Only a small number have been allowed into the country for humanitarian reasons that can include health concerns or being at imminent harm or risk of torture, according to immigration advocates.
Sitting in a hotel in San Diego, 19-year-old Rosie from Honduras remembered the many failed attempts to escape her ex-boyfriend’s house, where he would keep her captive, rape her and forced her to cut any contact with her family or friends, she told The Post in a recent interview.
If she managed to sneak out of the house, he would drag her by her hair through the dirt roads back inside, she said.
The journey to the U.S. was traumatic: Rosie said she was sexually assaulted in Guatemala as she tried to make her way north.

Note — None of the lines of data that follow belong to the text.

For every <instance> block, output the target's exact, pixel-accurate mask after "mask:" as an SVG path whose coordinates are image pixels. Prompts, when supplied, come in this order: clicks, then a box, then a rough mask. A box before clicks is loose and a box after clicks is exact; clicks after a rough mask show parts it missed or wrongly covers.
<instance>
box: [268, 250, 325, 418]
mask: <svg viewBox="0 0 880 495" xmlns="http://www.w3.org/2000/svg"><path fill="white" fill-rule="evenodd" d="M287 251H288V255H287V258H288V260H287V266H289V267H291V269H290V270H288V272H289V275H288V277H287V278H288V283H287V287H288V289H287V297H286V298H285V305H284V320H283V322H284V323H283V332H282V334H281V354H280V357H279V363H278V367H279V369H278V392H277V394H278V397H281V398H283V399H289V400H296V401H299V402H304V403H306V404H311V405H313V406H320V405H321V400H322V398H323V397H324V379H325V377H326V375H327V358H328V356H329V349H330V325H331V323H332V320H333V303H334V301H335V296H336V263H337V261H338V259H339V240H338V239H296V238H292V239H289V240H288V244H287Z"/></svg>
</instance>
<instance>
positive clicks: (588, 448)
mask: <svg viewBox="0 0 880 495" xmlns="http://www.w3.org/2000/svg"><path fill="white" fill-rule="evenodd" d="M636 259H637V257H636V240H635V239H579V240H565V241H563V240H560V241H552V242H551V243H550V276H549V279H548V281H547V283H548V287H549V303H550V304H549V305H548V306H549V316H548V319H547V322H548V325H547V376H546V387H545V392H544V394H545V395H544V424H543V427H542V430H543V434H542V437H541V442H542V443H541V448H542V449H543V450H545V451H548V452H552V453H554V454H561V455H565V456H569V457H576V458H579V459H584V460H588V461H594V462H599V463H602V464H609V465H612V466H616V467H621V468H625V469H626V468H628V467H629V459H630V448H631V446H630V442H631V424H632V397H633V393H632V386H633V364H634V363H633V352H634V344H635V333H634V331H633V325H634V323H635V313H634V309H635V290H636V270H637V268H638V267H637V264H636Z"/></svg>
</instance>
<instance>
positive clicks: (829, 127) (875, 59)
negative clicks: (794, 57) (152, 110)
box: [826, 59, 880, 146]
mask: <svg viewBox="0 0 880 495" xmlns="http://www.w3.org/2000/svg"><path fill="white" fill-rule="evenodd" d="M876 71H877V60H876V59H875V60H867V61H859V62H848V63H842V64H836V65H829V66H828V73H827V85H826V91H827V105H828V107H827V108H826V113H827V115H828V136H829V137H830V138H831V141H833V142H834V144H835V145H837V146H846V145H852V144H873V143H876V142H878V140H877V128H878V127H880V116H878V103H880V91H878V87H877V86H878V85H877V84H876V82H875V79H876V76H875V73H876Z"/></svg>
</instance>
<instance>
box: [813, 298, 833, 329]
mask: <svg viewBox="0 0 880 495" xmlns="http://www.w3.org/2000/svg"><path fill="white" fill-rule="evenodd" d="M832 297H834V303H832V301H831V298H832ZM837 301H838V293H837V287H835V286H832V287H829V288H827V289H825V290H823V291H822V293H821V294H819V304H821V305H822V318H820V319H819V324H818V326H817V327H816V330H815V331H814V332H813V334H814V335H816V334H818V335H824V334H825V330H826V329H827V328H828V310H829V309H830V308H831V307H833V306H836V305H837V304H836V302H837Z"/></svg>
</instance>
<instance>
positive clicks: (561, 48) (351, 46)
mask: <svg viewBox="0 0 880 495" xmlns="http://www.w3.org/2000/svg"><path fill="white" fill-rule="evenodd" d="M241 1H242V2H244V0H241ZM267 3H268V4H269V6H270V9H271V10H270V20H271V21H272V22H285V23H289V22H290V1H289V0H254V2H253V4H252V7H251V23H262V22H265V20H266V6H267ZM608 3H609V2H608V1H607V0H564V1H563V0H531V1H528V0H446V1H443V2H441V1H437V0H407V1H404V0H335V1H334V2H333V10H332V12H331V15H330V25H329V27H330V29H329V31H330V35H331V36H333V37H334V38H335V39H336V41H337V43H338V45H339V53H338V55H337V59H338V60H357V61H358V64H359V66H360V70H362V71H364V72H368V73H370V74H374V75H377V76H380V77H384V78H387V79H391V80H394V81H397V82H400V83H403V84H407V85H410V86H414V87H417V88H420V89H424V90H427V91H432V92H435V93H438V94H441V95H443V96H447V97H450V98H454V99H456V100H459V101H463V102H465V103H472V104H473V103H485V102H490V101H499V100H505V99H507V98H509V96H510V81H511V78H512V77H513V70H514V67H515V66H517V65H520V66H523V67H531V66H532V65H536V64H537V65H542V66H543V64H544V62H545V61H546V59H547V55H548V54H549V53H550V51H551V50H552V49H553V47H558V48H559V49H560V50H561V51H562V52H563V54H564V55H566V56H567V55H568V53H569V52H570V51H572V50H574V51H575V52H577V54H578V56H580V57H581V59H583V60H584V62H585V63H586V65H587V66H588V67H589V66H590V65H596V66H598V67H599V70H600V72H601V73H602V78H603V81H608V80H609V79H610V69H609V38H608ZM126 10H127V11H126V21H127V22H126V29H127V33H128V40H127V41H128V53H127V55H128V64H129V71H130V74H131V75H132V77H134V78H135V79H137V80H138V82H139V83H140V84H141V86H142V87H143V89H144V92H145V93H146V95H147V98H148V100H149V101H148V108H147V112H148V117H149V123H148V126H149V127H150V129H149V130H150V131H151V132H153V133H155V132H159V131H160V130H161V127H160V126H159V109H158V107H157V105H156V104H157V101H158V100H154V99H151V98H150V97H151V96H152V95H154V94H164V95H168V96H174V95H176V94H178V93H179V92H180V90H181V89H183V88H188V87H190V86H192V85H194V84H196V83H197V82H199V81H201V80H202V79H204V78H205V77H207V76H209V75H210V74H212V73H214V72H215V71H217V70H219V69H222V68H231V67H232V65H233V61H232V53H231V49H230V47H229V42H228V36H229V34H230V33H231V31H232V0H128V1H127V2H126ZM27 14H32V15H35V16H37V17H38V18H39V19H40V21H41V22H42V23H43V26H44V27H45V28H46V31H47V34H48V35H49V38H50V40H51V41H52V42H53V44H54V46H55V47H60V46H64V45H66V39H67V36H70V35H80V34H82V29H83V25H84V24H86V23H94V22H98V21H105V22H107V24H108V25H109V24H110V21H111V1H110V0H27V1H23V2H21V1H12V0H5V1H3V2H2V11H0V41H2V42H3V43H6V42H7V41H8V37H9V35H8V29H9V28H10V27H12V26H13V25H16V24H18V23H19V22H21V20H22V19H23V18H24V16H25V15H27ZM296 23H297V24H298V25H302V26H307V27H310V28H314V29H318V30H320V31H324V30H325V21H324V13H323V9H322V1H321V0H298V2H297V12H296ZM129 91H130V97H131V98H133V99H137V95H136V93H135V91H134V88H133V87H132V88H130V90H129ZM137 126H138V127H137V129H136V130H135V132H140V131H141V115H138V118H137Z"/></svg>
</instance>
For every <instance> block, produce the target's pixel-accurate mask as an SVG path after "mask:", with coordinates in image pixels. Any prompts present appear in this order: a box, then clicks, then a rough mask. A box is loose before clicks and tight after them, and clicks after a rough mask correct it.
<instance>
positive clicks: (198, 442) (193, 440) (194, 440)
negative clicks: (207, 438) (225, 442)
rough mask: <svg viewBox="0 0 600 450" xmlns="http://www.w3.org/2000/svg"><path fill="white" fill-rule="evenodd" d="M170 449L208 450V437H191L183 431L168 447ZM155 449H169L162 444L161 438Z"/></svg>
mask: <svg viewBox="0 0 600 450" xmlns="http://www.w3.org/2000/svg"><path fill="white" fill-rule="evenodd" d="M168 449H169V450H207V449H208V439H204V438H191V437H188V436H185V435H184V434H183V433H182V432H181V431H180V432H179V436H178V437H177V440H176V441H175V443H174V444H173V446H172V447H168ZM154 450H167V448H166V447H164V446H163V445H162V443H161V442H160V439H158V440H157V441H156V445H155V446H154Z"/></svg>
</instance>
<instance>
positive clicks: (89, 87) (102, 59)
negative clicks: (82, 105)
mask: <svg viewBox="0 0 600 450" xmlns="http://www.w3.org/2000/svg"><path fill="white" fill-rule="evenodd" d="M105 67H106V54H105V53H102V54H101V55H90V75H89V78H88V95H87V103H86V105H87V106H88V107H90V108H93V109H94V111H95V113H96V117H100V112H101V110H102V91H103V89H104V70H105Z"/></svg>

More than two months after being apprehended at the border and deported to Mexico, she was temporarily allowed in on May 10 under a humanitarian parole, said Cargioli, who is representing her case.
Now in the U.S., she said she dreams of becoming a doctor.
“I felt I could breathe for a minute, and finally stop feeling scared all the time,” she said, sobbing.
She faces a potentially years-long wait for her case to be resolved and could still be denied protection, which keeps her awake at night.
Advocates say the vast majority of domestic violence victims arriving at the border have virtually no chance of gaining protection while restrictions are still in place.
Most end up staying in Mexico in cramped tent cities or shelters, some of them falling prey to organized crime groups or migrant smugglers. Others end up going back to the dangers they are trying to escape.
In Tijuana, María de Jesús anxiously waits to find out what will happen with her humanitarian parole request, which would allow to await her asylum process in Indiana, where her sister lives.
She can’t fathom going back to Guatemala, still traumatized by the ex-boyfriend who used to create fake Facebook profiles to get information of her whereabouts.
“For so long I thought violence was my destiny,” she said. “I just hope that I am wrong.”